Reporter Sam Dolnick paints a chilling picture of sexual abuse, horrific violence and rampant drug use in part two of the New York Times’ expose of New Jersey’s privately run halfway houses—of the fresh-out-of-prison, rather than fresh-out-of-rehab variety—in particular at Trenton’s 900-bed Albert M. “Bo” Robinson Assessment and Treatment Center. Inmates here (they still are inmates, having been released early from state prisons into the care of Community Education Centers, which runs Bo Robinson) live in overcrowded conditions, with far less security than in prison. In fact, many inmates ask to return to the lock-up. Drugs make their way into the facility by the same trade routes that they enter prisons: smuggled in by visitors, or stuffed inside balls that are tossed over the walls from the shoulder of nearby Highway 1. As a result, county officials conducting surprise drug testing at Bo Robinson in 2009 found that 73% of inmates tested positive.

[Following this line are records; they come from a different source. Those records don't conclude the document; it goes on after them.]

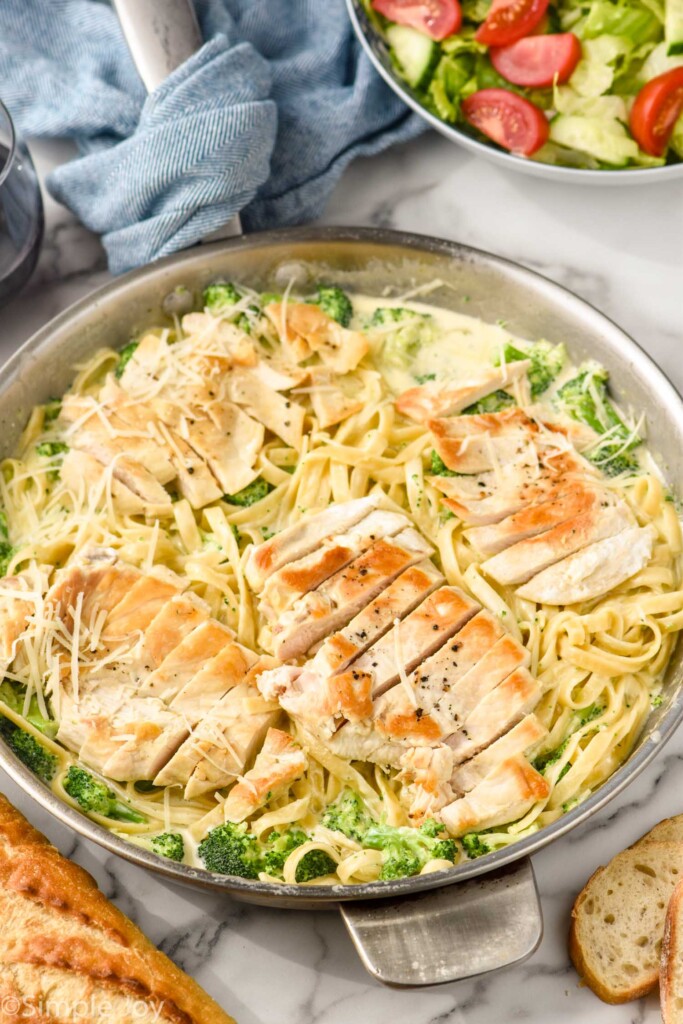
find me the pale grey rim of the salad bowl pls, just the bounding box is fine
[346,0,683,185]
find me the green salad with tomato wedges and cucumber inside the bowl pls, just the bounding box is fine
[364,0,683,170]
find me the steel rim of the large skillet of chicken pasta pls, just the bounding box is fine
[0,226,683,909]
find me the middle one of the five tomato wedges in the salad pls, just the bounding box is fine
[488,32,581,89]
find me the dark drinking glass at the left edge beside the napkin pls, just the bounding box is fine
[0,103,43,305]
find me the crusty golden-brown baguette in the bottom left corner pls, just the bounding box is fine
[0,795,234,1024]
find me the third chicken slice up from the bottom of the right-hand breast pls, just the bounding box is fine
[464,481,606,555]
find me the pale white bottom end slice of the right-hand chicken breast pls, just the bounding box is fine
[517,526,656,604]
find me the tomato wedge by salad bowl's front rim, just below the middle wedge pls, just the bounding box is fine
[461,89,549,157]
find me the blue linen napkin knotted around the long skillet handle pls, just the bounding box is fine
[0,0,424,273]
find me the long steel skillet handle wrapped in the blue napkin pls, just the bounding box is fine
[114,0,242,242]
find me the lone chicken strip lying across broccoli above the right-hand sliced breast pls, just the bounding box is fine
[396,359,530,423]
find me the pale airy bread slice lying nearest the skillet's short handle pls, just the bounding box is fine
[569,842,683,1002]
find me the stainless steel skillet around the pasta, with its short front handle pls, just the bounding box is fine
[0,228,683,985]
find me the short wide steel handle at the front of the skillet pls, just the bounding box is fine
[340,858,543,987]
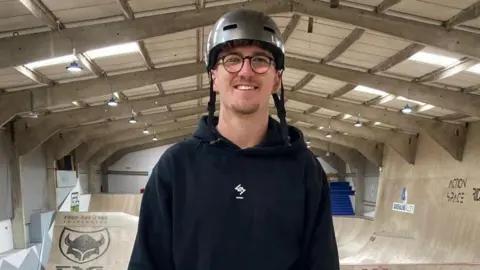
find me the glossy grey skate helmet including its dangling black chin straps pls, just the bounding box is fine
[204,9,290,146]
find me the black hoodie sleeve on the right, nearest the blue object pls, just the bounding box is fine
[305,157,340,270]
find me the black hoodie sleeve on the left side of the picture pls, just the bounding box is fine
[128,155,174,270]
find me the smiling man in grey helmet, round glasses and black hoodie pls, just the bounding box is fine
[128,10,340,270]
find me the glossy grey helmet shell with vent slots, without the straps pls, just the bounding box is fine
[204,9,285,70]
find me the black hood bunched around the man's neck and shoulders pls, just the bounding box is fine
[193,116,307,155]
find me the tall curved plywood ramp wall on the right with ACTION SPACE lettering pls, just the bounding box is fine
[341,123,480,270]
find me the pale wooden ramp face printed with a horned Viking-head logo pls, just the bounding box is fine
[45,212,138,270]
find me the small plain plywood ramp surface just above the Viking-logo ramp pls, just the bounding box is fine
[88,194,143,216]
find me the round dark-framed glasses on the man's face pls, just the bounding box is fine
[220,54,273,74]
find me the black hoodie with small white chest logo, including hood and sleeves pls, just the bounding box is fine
[128,117,340,270]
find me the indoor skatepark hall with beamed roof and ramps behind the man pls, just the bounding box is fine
[0,0,480,270]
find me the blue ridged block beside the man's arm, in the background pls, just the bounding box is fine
[330,182,355,216]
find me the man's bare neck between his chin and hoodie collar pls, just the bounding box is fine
[217,105,268,149]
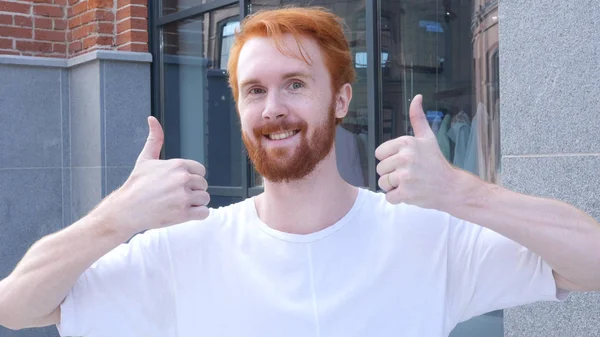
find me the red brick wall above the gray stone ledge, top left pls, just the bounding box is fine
[0,0,148,58]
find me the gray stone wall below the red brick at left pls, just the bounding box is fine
[0,51,151,337]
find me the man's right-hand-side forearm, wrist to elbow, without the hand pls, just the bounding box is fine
[447,171,600,290]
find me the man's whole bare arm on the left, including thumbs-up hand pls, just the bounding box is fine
[0,118,209,329]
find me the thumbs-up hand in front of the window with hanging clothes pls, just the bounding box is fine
[375,95,457,209]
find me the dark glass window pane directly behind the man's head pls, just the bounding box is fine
[250,0,369,186]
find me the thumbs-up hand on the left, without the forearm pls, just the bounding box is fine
[98,117,210,235]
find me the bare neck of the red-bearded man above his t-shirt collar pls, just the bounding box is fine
[256,150,358,234]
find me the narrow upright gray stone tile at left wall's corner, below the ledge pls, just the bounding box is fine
[69,61,104,167]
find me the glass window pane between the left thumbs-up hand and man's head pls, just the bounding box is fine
[162,4,243,188]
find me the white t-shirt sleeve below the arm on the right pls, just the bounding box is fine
[448,217,568,324]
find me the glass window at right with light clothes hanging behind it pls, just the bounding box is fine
[382,0,503,337]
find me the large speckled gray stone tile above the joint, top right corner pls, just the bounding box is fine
[499,0,600,154]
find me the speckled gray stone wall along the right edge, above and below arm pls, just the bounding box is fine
[499,0,600,337]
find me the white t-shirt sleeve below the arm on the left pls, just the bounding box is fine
[57,230,176,337]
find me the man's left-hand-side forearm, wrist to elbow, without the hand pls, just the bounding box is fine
[0,205,127,328]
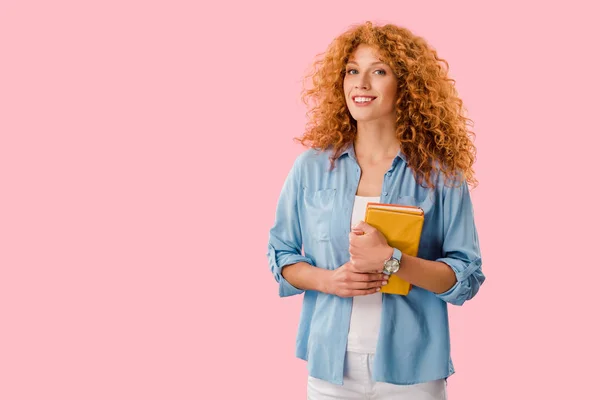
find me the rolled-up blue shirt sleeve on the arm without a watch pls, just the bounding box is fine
[267,159,313,297]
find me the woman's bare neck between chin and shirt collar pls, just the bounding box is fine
[354,120,400,163]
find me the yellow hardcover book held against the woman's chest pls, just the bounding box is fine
[365,203,425,295]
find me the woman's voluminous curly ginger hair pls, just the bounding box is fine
[294,21,477,187]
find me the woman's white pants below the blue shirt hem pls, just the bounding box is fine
[307,351,446,400]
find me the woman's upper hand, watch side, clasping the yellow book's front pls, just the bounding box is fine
[350,221,394,272]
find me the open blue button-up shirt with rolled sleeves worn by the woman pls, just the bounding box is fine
[267,145,485,385]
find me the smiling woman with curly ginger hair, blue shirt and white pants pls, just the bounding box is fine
[268,22,485,399]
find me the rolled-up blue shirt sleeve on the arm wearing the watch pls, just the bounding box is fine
[436,178,485,306]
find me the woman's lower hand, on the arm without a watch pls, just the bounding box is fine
[325,261,387,297]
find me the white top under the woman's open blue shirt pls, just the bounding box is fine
[347,196,382,354]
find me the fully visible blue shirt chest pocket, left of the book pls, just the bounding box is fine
[304,189,336,241]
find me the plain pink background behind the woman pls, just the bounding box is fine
[0,0,600,400]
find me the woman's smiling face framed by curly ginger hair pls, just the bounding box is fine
[344,44,398,121]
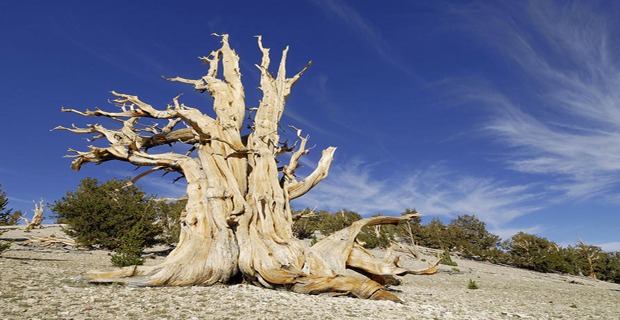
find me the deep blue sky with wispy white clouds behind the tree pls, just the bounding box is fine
[0,0,620,250]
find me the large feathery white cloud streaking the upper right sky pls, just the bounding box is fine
[455,1,620,200]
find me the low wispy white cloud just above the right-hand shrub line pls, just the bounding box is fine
[295,159,540,228]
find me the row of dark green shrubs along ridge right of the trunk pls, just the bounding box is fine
[294,209,620,283]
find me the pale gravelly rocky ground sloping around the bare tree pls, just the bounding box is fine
[0,226,620,319]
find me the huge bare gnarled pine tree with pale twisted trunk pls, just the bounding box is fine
[56,35,434,301]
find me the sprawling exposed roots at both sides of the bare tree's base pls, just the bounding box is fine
[84,216,440,302]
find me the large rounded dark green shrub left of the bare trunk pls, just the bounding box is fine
[52,178,162,250]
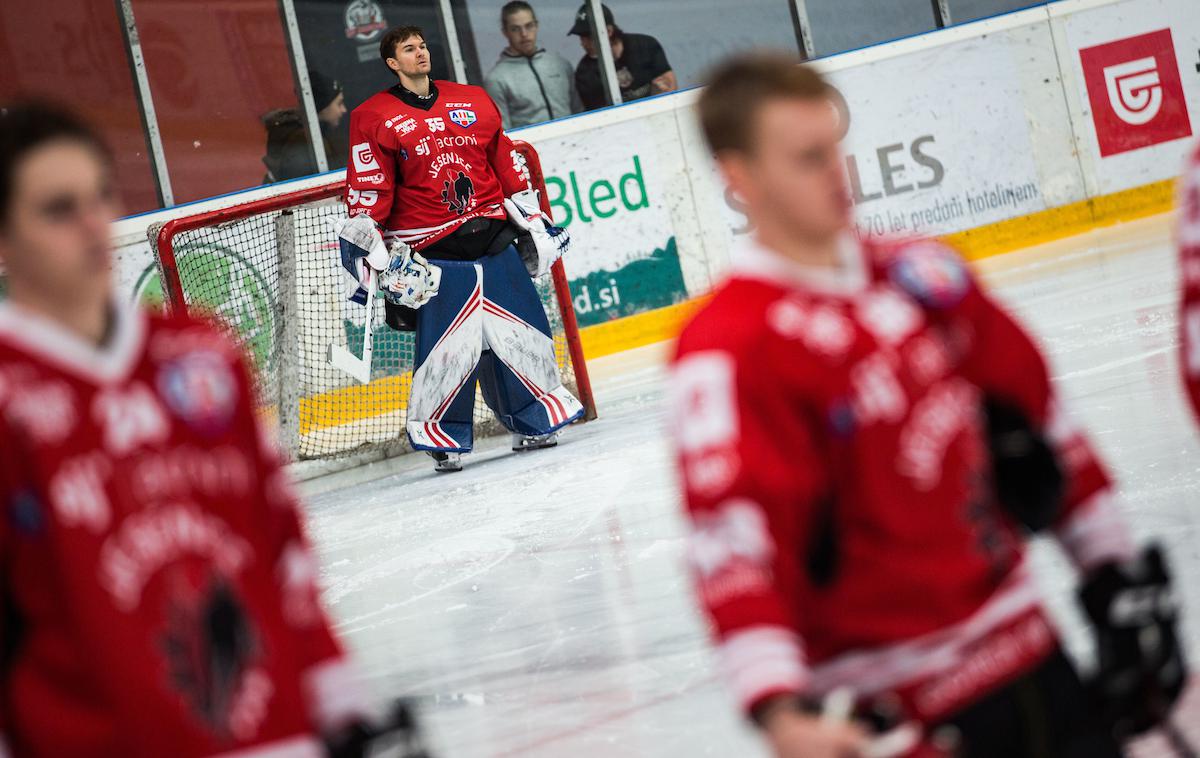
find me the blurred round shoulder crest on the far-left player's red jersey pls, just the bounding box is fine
[158,350,238,435]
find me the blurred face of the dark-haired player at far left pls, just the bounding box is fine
[0,139,118,302]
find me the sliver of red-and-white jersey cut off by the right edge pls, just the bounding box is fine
[1178,144,1200,421]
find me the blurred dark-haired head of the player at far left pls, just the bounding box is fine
[0,102,118,305]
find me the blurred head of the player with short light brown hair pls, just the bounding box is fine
[698,54,852,250]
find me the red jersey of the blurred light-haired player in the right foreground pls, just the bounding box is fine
[668,237,1132,721]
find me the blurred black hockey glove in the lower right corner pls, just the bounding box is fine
[1080,546,1187,739]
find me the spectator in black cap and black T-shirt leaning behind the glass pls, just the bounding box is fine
[568,4,679,110]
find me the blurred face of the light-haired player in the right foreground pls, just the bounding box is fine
[720,98,853,241]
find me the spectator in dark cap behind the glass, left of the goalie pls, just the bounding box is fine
[263,70,346,185]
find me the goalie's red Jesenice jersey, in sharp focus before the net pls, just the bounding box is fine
[346,82,529,249]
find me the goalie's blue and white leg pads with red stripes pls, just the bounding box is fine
[408,246,583,452]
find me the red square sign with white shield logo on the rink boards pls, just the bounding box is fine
[1079,29,1192,157]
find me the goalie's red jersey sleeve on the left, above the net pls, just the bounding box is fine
[346,110,400,228]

Community Education Centers is meant to rehabilitate its charges, but this happens in only the most rudimentary of ways. Low-wage workers, very few of whom have any training in drug and alcohol treatment, merely read out self-help literature to packed rooms of disinterested (at best) inmates. But the in-house Narcotics Anonymous meetings are perhaps the worst parody of care. A former deputy director of treatment for the facility named Derrick Watkins (who was dismissed after the 2009 drug-test debacle) relates how an older inmate once came to tell him how “the Bloods are running the NA meetings.” An incredulous Watkins asked, “Excuse me?” To which the inmate replied, “Instead of drug and alcohol talk, they were talking gang stuff.”